S&P lifts J. Crew, rates notes B

S&P said it raised the corporate credit rating on the J. Crew Group Inc. to CCC+ from SD.

The outlook is negative.

At the same time, the agency withdrew the issue-level rating on the company's $566 million unsecured pay-in-kind (PIK) toggle notes following the distressed exchange of these debt instruments.

S&P also revised the recovery rating on the company's term loan facility to 5 from 4, with an issue-level rating of CCC, indicating an expectation for modest (10% to 30%; estimated recovery: 15%) recovery in the event of a payment default.

Furthermore, the agency also assigned a B issue-level rating to the company's $250 million notes secured by intellectual property with a 1 recovery rating, which indicates an expectation for very high recovery (90% to 100%; estimated recovery: 95%) in the event of payment default or bankruptcy.

“The rating action follows our review of J. Crew capital structure following the company's exchange of the unsecured PIK toggle notes maturing in 2019,” S&P said in a news release.

“The distressed exchange transaction modestly reduced debt levels by about $40 million (as we treat the new preferred stock as debt) and extends the company's debt maturity profile out to 2021.

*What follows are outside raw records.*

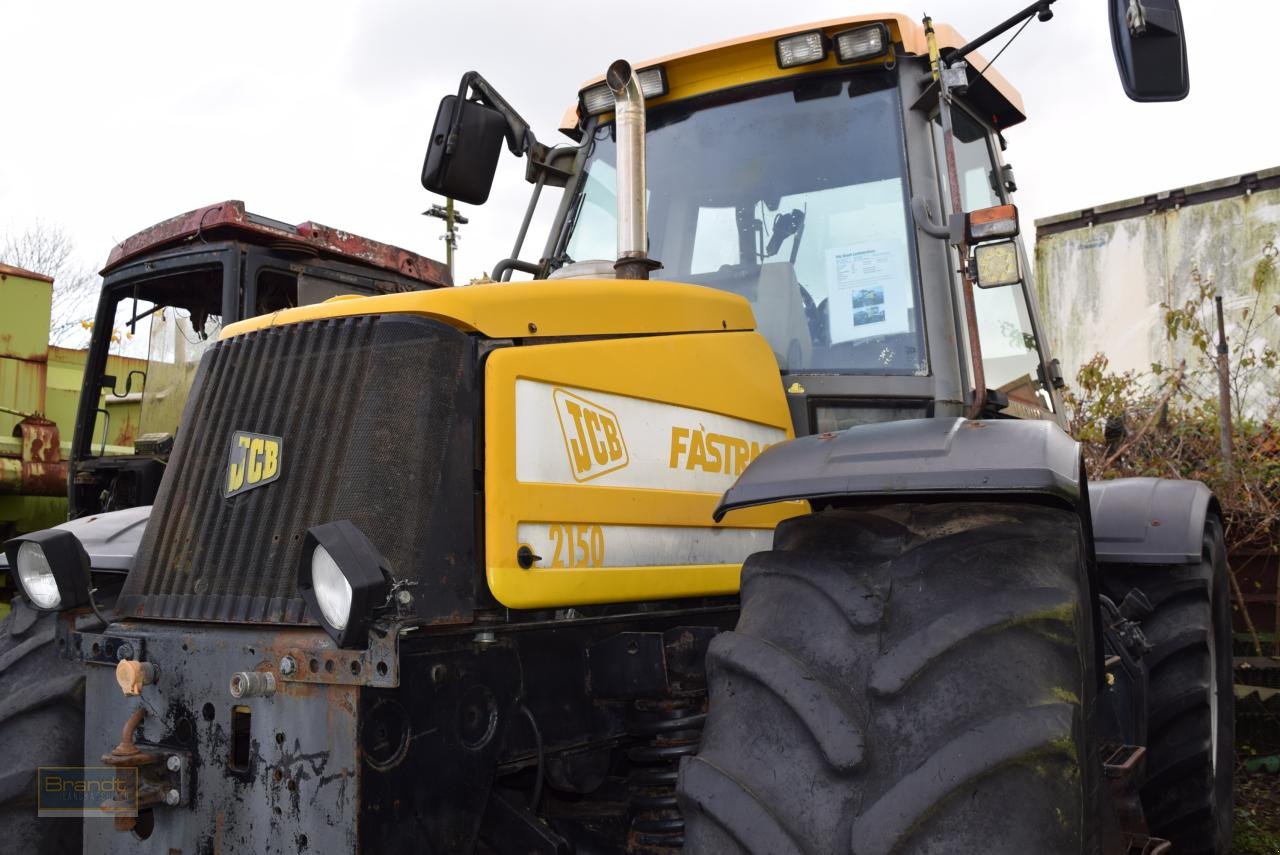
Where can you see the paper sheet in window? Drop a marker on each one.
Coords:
(869, 291)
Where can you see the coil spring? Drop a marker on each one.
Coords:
(671, 730)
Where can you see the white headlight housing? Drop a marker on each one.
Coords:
(37, 577)
(51, 568)
(333, 590)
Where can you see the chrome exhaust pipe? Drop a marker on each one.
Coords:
(634, 260)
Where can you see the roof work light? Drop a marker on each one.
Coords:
(862, 42)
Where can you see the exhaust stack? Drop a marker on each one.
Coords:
(634, 261)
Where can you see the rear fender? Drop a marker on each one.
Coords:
(1150, 520)
(917, 457)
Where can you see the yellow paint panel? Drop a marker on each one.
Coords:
(539, 309)
(730, 376)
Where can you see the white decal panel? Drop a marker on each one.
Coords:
(568, 435)
(585, 545)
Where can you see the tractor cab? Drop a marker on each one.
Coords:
(845, 178)
(167, 293)
(794, 188)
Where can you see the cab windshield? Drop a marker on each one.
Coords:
(792, 196)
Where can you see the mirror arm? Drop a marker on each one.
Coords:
(1038, 8)
(923, 216)
(520, 136)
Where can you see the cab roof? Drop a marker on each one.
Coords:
(231, 219)
(750, 59)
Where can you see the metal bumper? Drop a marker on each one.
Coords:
(273, 769)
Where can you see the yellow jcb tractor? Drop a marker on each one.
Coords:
(746, 525)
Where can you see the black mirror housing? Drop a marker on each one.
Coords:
(466, 172)
(1150, 47)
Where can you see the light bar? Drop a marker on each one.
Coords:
(863, 42)
(991, 223)
(801, 49)
(599, 99)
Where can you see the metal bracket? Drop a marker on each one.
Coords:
(103, 648)
(375, 666)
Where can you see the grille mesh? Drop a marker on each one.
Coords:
(369, 414)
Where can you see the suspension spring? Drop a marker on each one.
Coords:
(671, 730)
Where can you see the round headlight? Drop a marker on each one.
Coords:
(37, 576)
(332, 589)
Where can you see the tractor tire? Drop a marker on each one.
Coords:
(906, 679)
(41, 723)
(1191, 718)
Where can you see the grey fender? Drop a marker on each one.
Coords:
(914, 457)
(1150, 520)
(110, 539)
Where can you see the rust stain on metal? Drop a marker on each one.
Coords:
(40, 470)
(312, 237)
(40, 439)
(128, 755)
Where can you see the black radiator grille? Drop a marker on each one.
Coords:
(371, 412)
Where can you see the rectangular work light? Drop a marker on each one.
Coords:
(342, 579)
(863, 42)
(599, 99)
(801, 49)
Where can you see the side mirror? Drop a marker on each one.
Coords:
(462, 154)
(1151, 49)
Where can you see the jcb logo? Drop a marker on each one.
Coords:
(592, 437)
(254, 461)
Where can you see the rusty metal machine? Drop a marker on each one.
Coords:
(746, 525)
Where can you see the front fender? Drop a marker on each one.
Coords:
(915, 457)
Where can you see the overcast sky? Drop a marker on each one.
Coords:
(115, 115)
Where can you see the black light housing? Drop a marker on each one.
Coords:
(356, 559)
(65, 559)
(860, 44)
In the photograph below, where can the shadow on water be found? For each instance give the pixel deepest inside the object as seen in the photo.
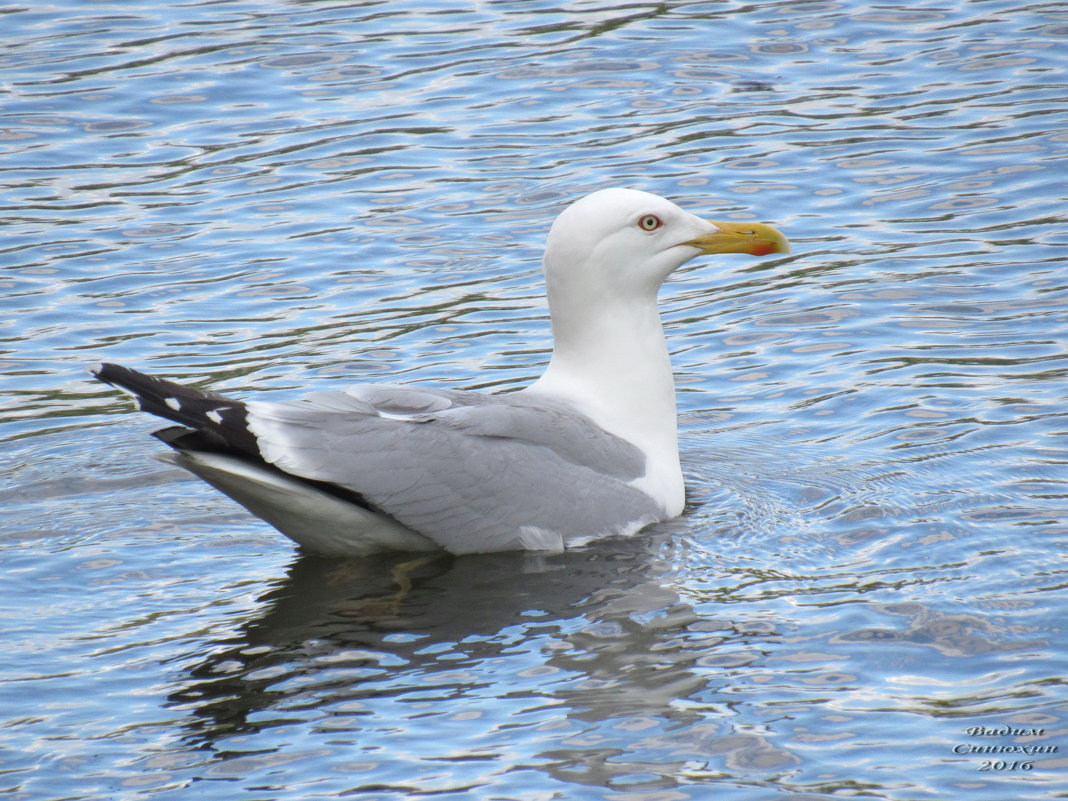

“However, we also think J. Crew still faces significant operating pressures and our rating reflects our projection for continued operating weakness, modestly negative free operating cash flow, and the still large debt burden. The company's capital structure appears unsustainable in the long term and we do not expect operations will meaningfully improve over the next 12 months,” the agency added in the release.